Fast Bounded-Independence Functions and Their Duals
For cryptographers and complexity theorists, this work provides efficient primitives that improve the state of the art in secure multiparty computation and related areas.
The paper constructs fast functions (linear-size circuits) with bounded independence and dual codes meeting the Gilbert-Varshamov bound, achieving negligible failure probability, general fields/rates, systematic encoding, and fast universal encoders. It also enables optimal combinatorial list-decoding and yields the first perfectly secure MPC protocols with linear circuit complexity in the number of parties.
We continue the study of {\em fast} functions, computable by linear-size circuits, that share useful properties of random functions.
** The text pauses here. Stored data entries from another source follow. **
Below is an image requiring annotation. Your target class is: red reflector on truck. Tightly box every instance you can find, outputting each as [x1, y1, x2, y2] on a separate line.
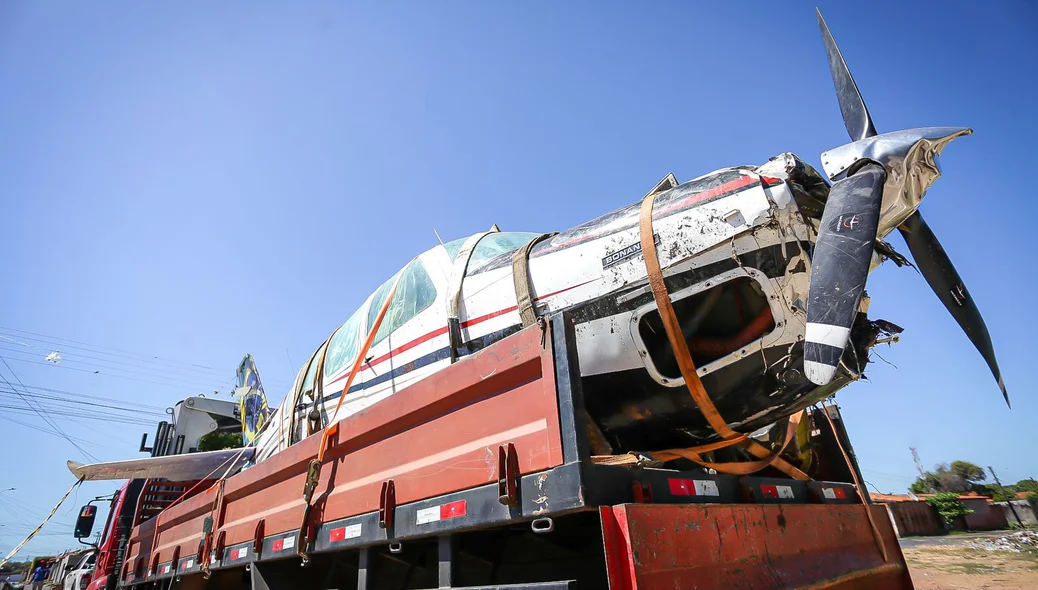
[417, 500, 467, 524]
[667, 479, 720, 497]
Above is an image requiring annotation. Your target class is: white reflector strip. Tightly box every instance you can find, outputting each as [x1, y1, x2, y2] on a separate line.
[695, 480, 720, 496]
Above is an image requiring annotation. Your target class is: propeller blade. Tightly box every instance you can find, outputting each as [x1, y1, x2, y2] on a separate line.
[805, 162, 886, 385]
[898, 212, 1009, 406]
[816, 9, 877, 141]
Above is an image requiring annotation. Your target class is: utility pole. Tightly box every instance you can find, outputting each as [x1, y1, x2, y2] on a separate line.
[988, 466, 1024, 527]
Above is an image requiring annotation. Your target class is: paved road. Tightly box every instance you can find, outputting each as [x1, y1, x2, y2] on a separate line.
[898, 531, 1001, 549]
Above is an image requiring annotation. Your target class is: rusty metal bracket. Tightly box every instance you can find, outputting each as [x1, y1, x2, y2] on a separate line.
[253, 519, 265, 557]
[296, 458, 324, 565]
[302, 459, 322, 504]
[150, 554, 159, 578]
[497, 443, 520, 506]
[379, 480, 396, 529]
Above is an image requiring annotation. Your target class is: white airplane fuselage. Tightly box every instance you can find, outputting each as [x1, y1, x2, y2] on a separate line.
[255, 152, 890, 460]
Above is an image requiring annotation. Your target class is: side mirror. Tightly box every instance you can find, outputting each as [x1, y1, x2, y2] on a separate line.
[74, 505, 97, 539]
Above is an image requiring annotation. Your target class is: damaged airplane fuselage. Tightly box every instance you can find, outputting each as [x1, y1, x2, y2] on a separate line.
[261, 146, 930, 459]
[69, 10, 1007, 483]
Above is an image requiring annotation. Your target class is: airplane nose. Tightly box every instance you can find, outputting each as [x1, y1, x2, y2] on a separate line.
[819, 127, 971, 238]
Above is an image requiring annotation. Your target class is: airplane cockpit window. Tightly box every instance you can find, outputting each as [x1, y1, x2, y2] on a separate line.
[300, 342, 325, 397]
[323, 309, 363, 379]
[442, 237, 466, 261]
[467, 232, 542, 273]
[367, 259, 438, 346]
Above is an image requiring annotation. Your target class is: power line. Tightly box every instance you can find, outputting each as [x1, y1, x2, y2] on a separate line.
[0, 391, 161, 424]
[0, 415, 105, 448]
[0, 389, 167, 417]
[0, 326, 220, 373]
[0, 384, 151, 448]
[0, 357, 97, 462]
[0, 346, 230, 391]
[0, 343, 229, 389]
[0, 327, 290, 388]
[1, 356, 228, 392]
[6, 382, 167, 412]
[0, 404, 158, 427]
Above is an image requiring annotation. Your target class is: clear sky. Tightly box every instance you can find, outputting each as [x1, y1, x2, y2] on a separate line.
[1, 1, 1035, 559]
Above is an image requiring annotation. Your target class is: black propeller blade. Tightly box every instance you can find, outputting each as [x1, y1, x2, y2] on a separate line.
[816, 8, 876, 142]
[812, 9, 1008, 404]
[898, 214, 1009, 407]
[804, 162, 886, 385]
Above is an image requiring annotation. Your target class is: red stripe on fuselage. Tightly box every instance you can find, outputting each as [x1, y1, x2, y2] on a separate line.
[547, 173, 762, 251]
[320, 175, 776, 392]
[325, 280, 592, 388]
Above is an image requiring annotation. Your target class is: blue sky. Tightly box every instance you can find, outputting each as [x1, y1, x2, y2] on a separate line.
[1, 1, 1035, 558]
Motivated by cryptographic applications, we generalize and improve on previous results in this area, obtaining the following results: - For any constant $t$, we construct a fast $t$-wise independent hash function with algebraic degree $\log_2 t$ (over $\mathbb F_2$), simultaneously optimizing both asymptotic circuit size and degree. - We simplify and improve a recent construction (ITCS 2026) of a family of fast codes with fast duals, both meeting the Gilbert-Varshamov bound. Unlike the previous construction, our construction has negligible failure probability, can accommodate general fields and rates, supports a systematic encoding, and admits fast universal encoders. - We strengthen the above to support stronger random-like properties, such as optimal combinatorial list-decoding. This is achieved by constructing, for any constant $t$, a family of fast linear functions that map any $t$ linearly independent inputs to uniform and statistically independent outputs. Prior to our work, this was only known for $t=1$. We demonstrate the usefulness of the above results to cryptography. This includes the first nontrivial protocols for perfectly secure multiparty computation whose circuit complexity scales linearly with the number of parties, as well as protocols for computing encrypted matrix-vector products with optimal asymptotic circuit complexity.